The domestic pressures, stoked in the period 1945–53, rose to the surface soon after Stalin’s death. The dictator’s departure compelled the Soviet leadership to weigh arguments in favor of some liberalization. Certain steps in that direction were taken in 1953–56, but the more public examination of Stalin’s legacy would begin only in 1956, after Nikita Khrushchev (1894–1971) emerged as the country’s undisputed leader and Stalin’s successor.  

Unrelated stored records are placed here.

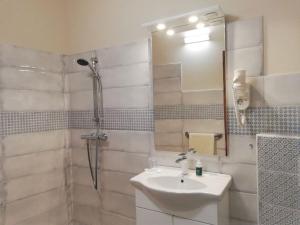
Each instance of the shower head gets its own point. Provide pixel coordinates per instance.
(82, 62)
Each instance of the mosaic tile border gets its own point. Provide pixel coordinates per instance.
(28, 122)
(278, 180)
(189, 112)
(285, 120)
(115, 119)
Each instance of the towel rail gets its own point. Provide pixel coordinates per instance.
(218, 136)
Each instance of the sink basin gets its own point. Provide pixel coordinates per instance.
(175, 184)
(166, 186)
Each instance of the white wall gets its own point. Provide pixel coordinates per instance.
(36, 24)
(102, 23)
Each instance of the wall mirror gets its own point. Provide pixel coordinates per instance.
(188, 79)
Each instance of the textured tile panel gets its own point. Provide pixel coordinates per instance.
(278, 180)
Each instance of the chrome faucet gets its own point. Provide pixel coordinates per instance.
(185, 156)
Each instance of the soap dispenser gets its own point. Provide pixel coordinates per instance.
(198, 168)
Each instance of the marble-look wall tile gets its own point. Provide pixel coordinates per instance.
(129, 75)
(166, 71)
(82, 100)
(282, 89)
(168, 125)
(128, 141)
(117, 182)
(57, 216)
(244, 176)
(20, 144)
(244, 33)
(167, 85)
(203, 97)
(33, 163)
(28, 79)
(22, 187)
(24, 209)
(109, 218)
(172, 98)
(242, 149)
(243, 206)
(131, 53)
(89, 215)
(26, 100)
(119, 204)
(22, 57)
(86, 195)
(168, 139)
(249, 59)
(129, 97)
(124, 162)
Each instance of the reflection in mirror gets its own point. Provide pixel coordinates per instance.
(188, 72)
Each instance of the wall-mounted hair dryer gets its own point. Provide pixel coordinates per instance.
(241, 96)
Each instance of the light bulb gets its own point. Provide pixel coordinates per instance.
(160, 26)
(193, 19)
(170, 32)
(200, 25)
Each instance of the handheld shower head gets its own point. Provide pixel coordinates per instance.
(82, 62)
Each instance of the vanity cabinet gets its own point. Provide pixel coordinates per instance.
(149, 217)
(151, 212)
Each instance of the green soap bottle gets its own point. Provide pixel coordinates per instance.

Khrushchev had made his career under Stalin as a party secretary and one of his most devoted lieutenants, utterly dazed by the charismatic leader. After Stalin’s death he rose to become the Soviet leader who sponsored substantial liberalization of Soviet society, put an end to mass terror, and attempted to discredit his former idol. Khrushchev’s elevation was in large measure due to chance. Stalin himself had involuntary facilitated the rise to power of his future denunciator, by promoting Khrushchev from one rung of the career ladder to the next.

Ironically, the overly suspicious dictator had failed to discern in his protégé the political tendency that he had so ruthlessly crushed during his own rise to absolute power. It had been associated with leaders such as Bukharin and others who had favored continuation of the NEP and democratization, and strongly objected to the use of coercive methods in running the economy. Despite brutal repressions, that moderate political trend and its representatives had never been completely eradicated. In this sense, the rise of Khrushchev was not accidental, but represented a revival and a vindication of an alternative to Stalin’s tyranny.

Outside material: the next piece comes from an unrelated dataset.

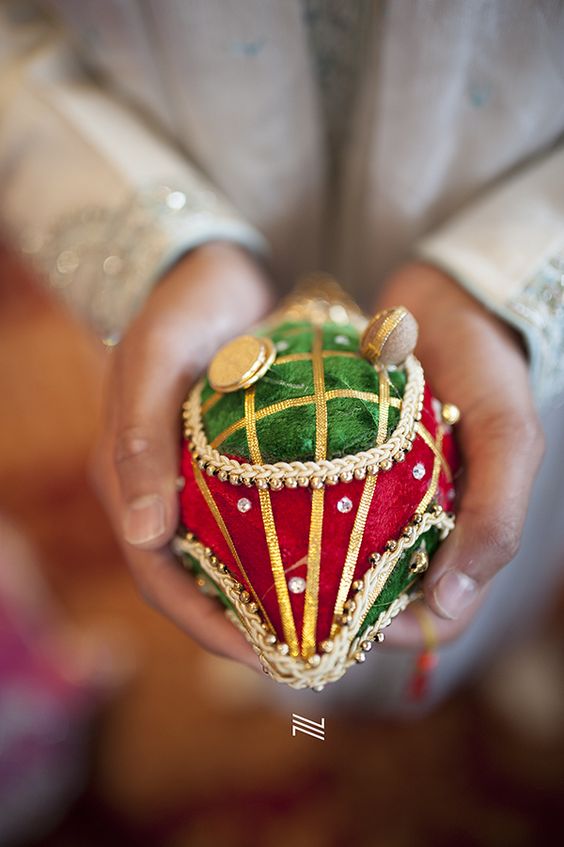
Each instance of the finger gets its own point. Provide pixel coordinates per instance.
(168, 590)
(148, 390)
(405, 631)
(501, 456)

Of all Soviet leaders, Nikita Khrushchev had perhaps the most colorful personality. Lacking formal education, he was able to achieve a meteoric career rise from a village shepherd to the leader of a world superpower. Like thousands of other young Russian peasants he had left the countryside hoping to find a better life in the city. In tsarist Russia on the eve of the revolution, workers in the first generation, coming from a peasant background, were the fastest growing sector of the working class. Many of them enthusiastically accepted the Bolsheviks’ simple black-and-white vision of society. Based on class hatred, it divided the world into “us,” the workers, and “them,” the bourgeoisie and landowners. By taking power from the exploiters and crushing their resistance, the workers would somehow manage to build a shining paradise on earth.

Having embraced this rigid class struggle approach in the period of his revolutionary youth, Khrushchev would never be able to discard it. The world to him remained divided by the barricades, with capitalists to one side and Communists to the other. The struggle between the socialist and capitalist camps was uncompromising and ineluctable, waged on the principle “either we bury them, or they bury us.”